The MSCI Asia-Pacific excluding Japan Index remains 0.5 percent lower this year, having rebounded from year-to-date losses of as much as 9.7 percent. Stocks slid earlier this year on concern that China will tighten lending to combat faster inflation and that Greece’s debt crisis will spread.

Analysts’ earnings growth estimates for this year have climbed to 26 percent on average, near Goldman Sachs’s 30 percent forecast, according to the report.

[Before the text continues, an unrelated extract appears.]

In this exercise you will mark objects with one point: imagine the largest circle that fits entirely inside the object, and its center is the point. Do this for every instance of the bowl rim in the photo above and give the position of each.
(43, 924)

The most profitable securities firm in Wall Street history is predicting a 21 percent increase in Asian corporate earnings in 2011.

The MSCI index’s valuation has dropped to 14.4 times estimated earnings from as high as 29.3 times in November, after profit estimates were upgraded, according to weekly data compiled by Bloomberg.

“We view the risk/reward balance very positively from a strategic perspective,” the Goldman Sachs analysts wrote.

Yearend Forecasts

Still, the brokerage trimmed its December 2010 forecast for the MSCI Asia-Pacific excluding Japan Index to 530 from a November forecast of 540, and lowered its estimate for the MSCI Asia excluding Japan Index to 640 from 650. The MSCI Asia- Pacific gauge retreated 0.4 percent to 414.93 as of 11:10 a.m. in Singapore. The MSCI Asia measure lost 0.3 percent to 480.38.

Moe, the brokerage’s regional strategist, and his colleagues said on Nov. 30 slowing economic indicators and a rally from the March 2009 lows may result in “headwinds” for stock markets during the first half of 2010. The outlook for earnings growth and “positive” capital flows would nonetheless drive share-price gains for the year, they said.

Royal Bank of Scotland Group Plc strategist Emil Wolter is more cautious, saying on Feb. 25 Asian stocks outside Japan may fall 12 percent this year because valuations have become too expensive and as developed economies recover at a faster pace.

Stronger Potential

Russell Investments predicted this week Asian stocks may outperform European and U.S. markets over the next few months because of the region’s stronger potential for earnings growth.

“Asia is still the only growth area that’s sustainable,” said Bhaskar Laxminarayan, chief investment officer for Asia at Pictet & Cie, Switzerland’s largest closely held private bank. “We’ve pulled back a bit of our equities given the uncertainty that’s out there but these can be good opportunities to go back and buy.”

Goldman Sachs said it remains most optimistic on the outlook for stock markets in China, South Korea and Taiwan. Indexes tracking Chinese shares traded in Shanghai and Hong Kong and Taiwan’s Taiex index have retreated at least 5 percent this year, among the 10 worst performers globally. South Korea’s Kospi index has fallen 1.4 percent.